I thought it’s worth addressing this article one last time. Dr. Ronald Pies (professor of psychiatry at SUNY Upstate Medical University in Syracuse) has written three eloquent and extremely critical blog posts about the article and the analytic-rumination hypothesis. Here’s his latest riposte:
Writer Jonah Lehrer caused quite a stir with his recent article in the New York Times Magazine, with the unfortunate title, “Depression’s Upside.” I have a detailed rejoinder to this misleading article posted on the Psychcentral website. The fault is not entirely Mr. Lehrer’s however; his sources included a psychiatrist and a psychologist, who have recently presented a strained and dubious argument claiming that major depression has certain “adaptive” advantages. Lehrer apparently spent little or no time talking to mood disorder specialists who see thousands of severely depressed patients each year.
I’d like to refute that last point. I talked to numerous working psychiatrists – several of which are quoted in the article – and, not surprisingly, got a wide range of reactions to the analytic-rumination hypothesis. Some thought it was interesting and might make sense for people with mild and moderate depression; others, like Peter Kramer, thought it was utter rubbish. (As Kramer says in the article, “It’s a ladder with a series of weak rungs.”) Dr. Pies implies that every psychiatrist shares his viewpoint, but that’s clearly not the case. See, for instance, this recent Louis Menand review for more.

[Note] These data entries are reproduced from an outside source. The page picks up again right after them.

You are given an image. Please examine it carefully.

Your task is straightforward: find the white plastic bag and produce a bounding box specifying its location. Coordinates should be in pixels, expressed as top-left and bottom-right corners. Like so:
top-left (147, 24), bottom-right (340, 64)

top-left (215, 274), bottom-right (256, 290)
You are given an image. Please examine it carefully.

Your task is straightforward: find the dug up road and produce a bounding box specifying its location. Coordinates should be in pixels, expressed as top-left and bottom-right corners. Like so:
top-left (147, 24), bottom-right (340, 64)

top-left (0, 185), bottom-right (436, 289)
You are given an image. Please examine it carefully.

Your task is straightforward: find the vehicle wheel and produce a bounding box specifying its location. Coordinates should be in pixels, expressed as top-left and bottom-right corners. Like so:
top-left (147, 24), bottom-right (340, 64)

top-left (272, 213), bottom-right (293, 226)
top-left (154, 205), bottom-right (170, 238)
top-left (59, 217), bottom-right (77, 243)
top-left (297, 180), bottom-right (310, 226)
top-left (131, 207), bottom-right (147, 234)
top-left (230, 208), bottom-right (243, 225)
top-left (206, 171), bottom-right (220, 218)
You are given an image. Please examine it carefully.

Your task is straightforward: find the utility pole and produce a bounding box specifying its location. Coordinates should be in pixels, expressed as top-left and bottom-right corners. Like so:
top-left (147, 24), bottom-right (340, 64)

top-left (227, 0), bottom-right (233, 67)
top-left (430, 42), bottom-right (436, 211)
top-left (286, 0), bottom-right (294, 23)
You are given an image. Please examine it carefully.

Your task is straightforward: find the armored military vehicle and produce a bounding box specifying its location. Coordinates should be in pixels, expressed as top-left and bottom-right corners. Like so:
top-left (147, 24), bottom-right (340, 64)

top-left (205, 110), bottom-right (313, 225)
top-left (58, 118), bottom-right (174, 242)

Let’s take a seemingly straightforward fact that Dr. Pies has cited in all three of his critiques of the article:
I would not deny that depression, like other challenges in life, may be “instructive” for some proportion of individuals-though probably a minority. I have very serious doubts (as do most of my colleagues) that major depression is “adaptive” in any significant way, though perhaps very brief and mild bouts of depression could confer some modest advantages in an evolutionary sense; eg, by increasing one’s empathy toward others, which could be highly adaptive in obvious ways. [cf. “A broken heart prepares man for the service of God, but dejection corrodes service.”– Rabbi Bunam of Pzysha].
This could be true, in theory, for more severe depression, but there, the maladaptive aspects of the illness would likely outweigh any modest advantages by a huge margin; eg, the 15% mortality rate in major depression (naturalistic studies), mostly by suicide.

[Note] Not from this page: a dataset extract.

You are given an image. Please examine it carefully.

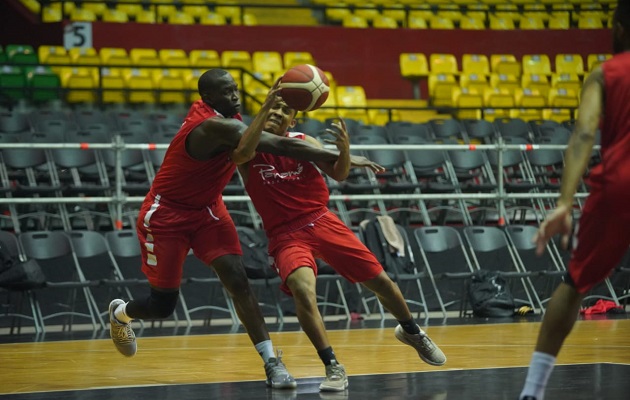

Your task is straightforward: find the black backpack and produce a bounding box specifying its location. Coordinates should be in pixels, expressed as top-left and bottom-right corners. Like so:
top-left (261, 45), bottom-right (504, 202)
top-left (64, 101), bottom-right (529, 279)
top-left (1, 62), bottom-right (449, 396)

Dr. Pies doesn’t cite the specific study, so it’s unclear what he’s referring to. But it’s also worth pointing out that numerous studies have found no relationship between depression and increased mortality. See here, here and here. I’m not trying to dispute the correlation between major depressive disorder and mortality, which I think is pretty clear, especially when it comes to cardiovascular illness. I’m merely trying to show that even a fact as “obvious” as the link between depression and mortality gets complicated and contested very quickly. (Things get even more complicated, of course, when the conversation turns to things like the cognitive deficits of depression.) Here’s the summary of a large review on the subject:
There were 57 studies found; 29 (51%) were positive, 13 (23%) negative, and 15 (26%) mixed. Twenty-one studies (37%) ranked among the better studies on the strength of evidence scale used in this study, but there are too few comparable, well-controlled studies to provide a sound estimate of the mortality risk associated with depression. Only six studies controlled for more than one of the four major mediating factors. Suicide accounted for less than 20% of the deaths in psychiatric samples, and less than 1% in medical and community samples. Depression seems to increase the risk of death by cardiovascular disease, especially in men, but depression does not seem to increase the risk of death by cancer. Variability in methods prevents a more rigorous meta-analysis of risk.
Dr. Pies has also argued that it was irresponsible to write about this speculative theory, since it might lead people to neglect treatment. Just to be clear: Neither I, nor Dr. Thomson, ever suggest that people shouldn’t seek help for depression. That’s just not in the article. Dr. Thomson is critical of what he regards as the “overprescription” of anti-depressants, but that’s hardly a novel criticism of modern psychiatry. In fact, one can believe that the analytic-rumination hypothesis is a deeply flawed idea – and there are many good reasons for believing so – and still believe that we’re too reliant on medications that aren’t better than placebos for treating mild to moderate cases of depression. (Dr. Thomson, for instance, believes that we need more therapy, just better focused on solving real life problems.) But this was not an article about how to treat depression. This was an article about a new theory that attempts to explain why a disorder that feels so goddamn awful is also so common.
As I note repeatedly in the article, this hypothesis remains entirely speculative, with no direct evidence to support it. Given the dismal history of psychiatric speculations – we have no idea, for instance, why SSRI’s work, when they do work – the odds are stocked strongly against it. But let’s not pretend that modern psychiatry is such a settled science that it can’t tolerate a controversial new idea.